El edificio, que en 2001 había sido calalogado Bien de lnterés Cultural, representaba el esplendor que Sóller había tenido tiempos atrás, gracias al dinero que los sollerics habían tenido en sus negocios en Sudamérica y en Francia.

Can Prunera Museu Modernista se inauguró el día 24 de agosto de 2009, coincidiendo con las fiestas de Sant Bartomeu, y hasta finales de 2016 lo han visitado más de 130.000 personas.

El museo está ubicado en una antigua casa de estilo modernista construida a comienzos del siglo XX y se ha convertido en una de las señas de identidad del pueblo de Sóller.

La Fundació Tren de l’Art 

“Tan poc tren, tan poc destorb, tan poc trepitjador de paisatges”. Esta frase da sentido a la Fundació Tren de l’Art, una entidad encaminada a hacer que el tren sea un Iugar de encuentro estético, donde paisaje y arte se fundan en perfecta armonía.
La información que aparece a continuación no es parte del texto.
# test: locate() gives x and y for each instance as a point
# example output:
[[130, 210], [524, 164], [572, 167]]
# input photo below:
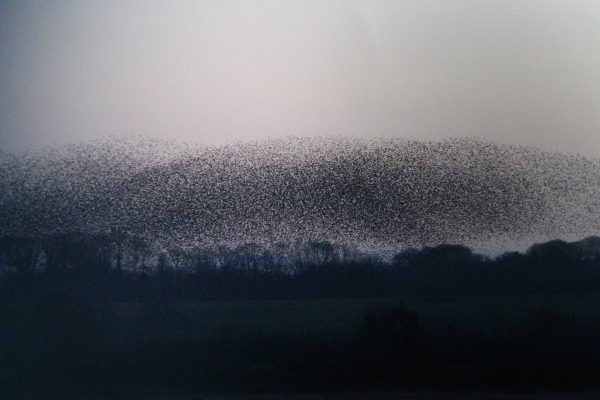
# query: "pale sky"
[[525, 72]]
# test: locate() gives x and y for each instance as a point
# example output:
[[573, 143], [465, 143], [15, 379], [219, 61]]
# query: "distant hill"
[[374, 193]]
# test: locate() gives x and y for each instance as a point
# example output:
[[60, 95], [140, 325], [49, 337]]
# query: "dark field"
[[341, 316]]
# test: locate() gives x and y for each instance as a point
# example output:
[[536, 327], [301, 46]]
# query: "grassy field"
[[341, 316]]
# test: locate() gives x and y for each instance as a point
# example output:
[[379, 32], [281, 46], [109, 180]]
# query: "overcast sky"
[[215, 71]]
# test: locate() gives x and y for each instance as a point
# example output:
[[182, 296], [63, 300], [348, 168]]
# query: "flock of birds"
[[376, 193]]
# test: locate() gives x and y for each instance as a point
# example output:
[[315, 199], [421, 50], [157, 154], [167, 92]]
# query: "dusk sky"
[[524, 72]]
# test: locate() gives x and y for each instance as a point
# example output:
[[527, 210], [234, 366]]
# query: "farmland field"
[[334, 317]]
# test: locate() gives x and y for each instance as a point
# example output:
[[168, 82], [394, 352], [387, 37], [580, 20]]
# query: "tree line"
[[118, 267]]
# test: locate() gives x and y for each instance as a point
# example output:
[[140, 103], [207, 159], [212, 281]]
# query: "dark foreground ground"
[[385, 396]]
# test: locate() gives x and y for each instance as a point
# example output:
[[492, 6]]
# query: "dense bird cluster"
[[375, 193]]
Gracias al carácter cultural que Javier Mayol Muneló, presidente de la Junta General de Accionistas, quería clonar en el tren y con la colaboración entre Vicenç Sastre Cardell, consejero delegado del Ferrocarril, y Emilio Fernández Miró, nieto de Joan Miró, se fueron gestando una serie de ideas que debían ver la luz poco tiempo después. Asimismo, Vicenç Sastre y Javier Mayol creyeron oportuno involucrar en este proyecto al editor y promotor cultural Pere A. Serra, gran conocedor del arte contemporáneo.

De esta manera, se conforma un acuerdo entre los nietos de Joan Miró, Emilio Fernández Miró y Joan Punyet Miró como representantes de la Sucesión Miró: Pere A. Serra como Presidente de la Fundació d'Art Serra; y Javier Mayol y Vicenç Sastre como máximos representantes de la empresa Ferrocarril de Sóller.
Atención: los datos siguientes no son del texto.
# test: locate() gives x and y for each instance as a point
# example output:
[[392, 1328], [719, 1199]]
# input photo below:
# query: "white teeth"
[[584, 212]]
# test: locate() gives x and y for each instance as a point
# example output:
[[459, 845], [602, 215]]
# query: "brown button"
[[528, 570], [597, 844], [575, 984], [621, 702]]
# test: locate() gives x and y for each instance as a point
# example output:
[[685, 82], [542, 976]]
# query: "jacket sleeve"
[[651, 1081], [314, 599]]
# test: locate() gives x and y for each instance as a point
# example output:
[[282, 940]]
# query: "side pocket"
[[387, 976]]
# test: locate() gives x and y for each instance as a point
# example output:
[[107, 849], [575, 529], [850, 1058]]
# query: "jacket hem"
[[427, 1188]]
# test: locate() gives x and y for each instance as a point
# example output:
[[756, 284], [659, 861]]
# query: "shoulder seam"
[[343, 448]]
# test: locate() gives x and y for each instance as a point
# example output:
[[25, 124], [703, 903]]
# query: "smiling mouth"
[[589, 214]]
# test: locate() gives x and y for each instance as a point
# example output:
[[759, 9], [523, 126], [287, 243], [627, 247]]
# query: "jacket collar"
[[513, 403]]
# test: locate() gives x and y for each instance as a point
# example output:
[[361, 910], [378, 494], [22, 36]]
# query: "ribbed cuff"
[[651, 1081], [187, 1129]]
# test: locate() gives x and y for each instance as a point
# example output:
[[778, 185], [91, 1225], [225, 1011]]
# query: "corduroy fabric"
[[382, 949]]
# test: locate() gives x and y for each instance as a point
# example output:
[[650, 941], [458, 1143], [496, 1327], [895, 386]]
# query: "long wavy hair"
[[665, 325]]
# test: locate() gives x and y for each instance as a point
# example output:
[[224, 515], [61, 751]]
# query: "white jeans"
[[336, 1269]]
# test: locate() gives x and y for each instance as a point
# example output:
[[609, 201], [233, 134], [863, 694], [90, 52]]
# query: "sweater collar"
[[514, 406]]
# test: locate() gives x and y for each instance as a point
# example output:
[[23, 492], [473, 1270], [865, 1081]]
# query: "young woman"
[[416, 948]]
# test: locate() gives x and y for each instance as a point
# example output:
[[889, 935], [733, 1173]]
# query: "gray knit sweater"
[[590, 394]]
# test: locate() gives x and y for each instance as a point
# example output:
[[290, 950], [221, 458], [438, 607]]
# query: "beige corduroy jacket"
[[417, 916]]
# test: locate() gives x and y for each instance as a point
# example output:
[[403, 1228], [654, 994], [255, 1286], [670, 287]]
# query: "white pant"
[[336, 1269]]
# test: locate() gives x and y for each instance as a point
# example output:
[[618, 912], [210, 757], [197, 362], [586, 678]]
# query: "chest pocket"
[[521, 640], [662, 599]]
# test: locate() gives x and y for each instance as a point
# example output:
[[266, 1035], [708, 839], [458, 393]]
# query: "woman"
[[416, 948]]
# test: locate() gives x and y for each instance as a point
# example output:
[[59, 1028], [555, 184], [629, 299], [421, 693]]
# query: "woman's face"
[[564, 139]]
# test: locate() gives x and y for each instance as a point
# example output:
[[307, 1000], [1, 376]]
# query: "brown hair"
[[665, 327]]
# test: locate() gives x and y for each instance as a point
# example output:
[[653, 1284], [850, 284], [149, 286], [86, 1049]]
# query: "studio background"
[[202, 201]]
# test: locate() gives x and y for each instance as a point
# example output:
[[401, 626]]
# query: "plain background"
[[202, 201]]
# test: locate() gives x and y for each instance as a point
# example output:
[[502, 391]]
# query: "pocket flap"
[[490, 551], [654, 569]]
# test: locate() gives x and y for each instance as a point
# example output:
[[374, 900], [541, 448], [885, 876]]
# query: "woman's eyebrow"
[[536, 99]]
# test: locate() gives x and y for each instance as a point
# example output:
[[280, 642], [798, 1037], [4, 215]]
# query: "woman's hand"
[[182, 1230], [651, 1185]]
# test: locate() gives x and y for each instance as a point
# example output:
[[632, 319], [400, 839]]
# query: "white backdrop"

El 3 de mayo de 2006, se firma ante notario la escritura de creación de la Fundació Tren de l’Art, y ocupa la presidencia Pere A. Serra Bauzá, que se comprometió a ceder parte de su colección de arte contemporáneo para que fuera expuesta en las instalaciones del Ferrocarril. Por su parte, la familia Miró cedió al Ferrocarril la luz azul de la obra Maja Negra (1973), para que fuera empleada como imagen corporativa de la Fundación.

De esta manera, se siembra la labor de la cultura contemporánea dentro del valle de Sóller, en un proceso que debía culminar en la creación de Can Prunera Museo Modernista.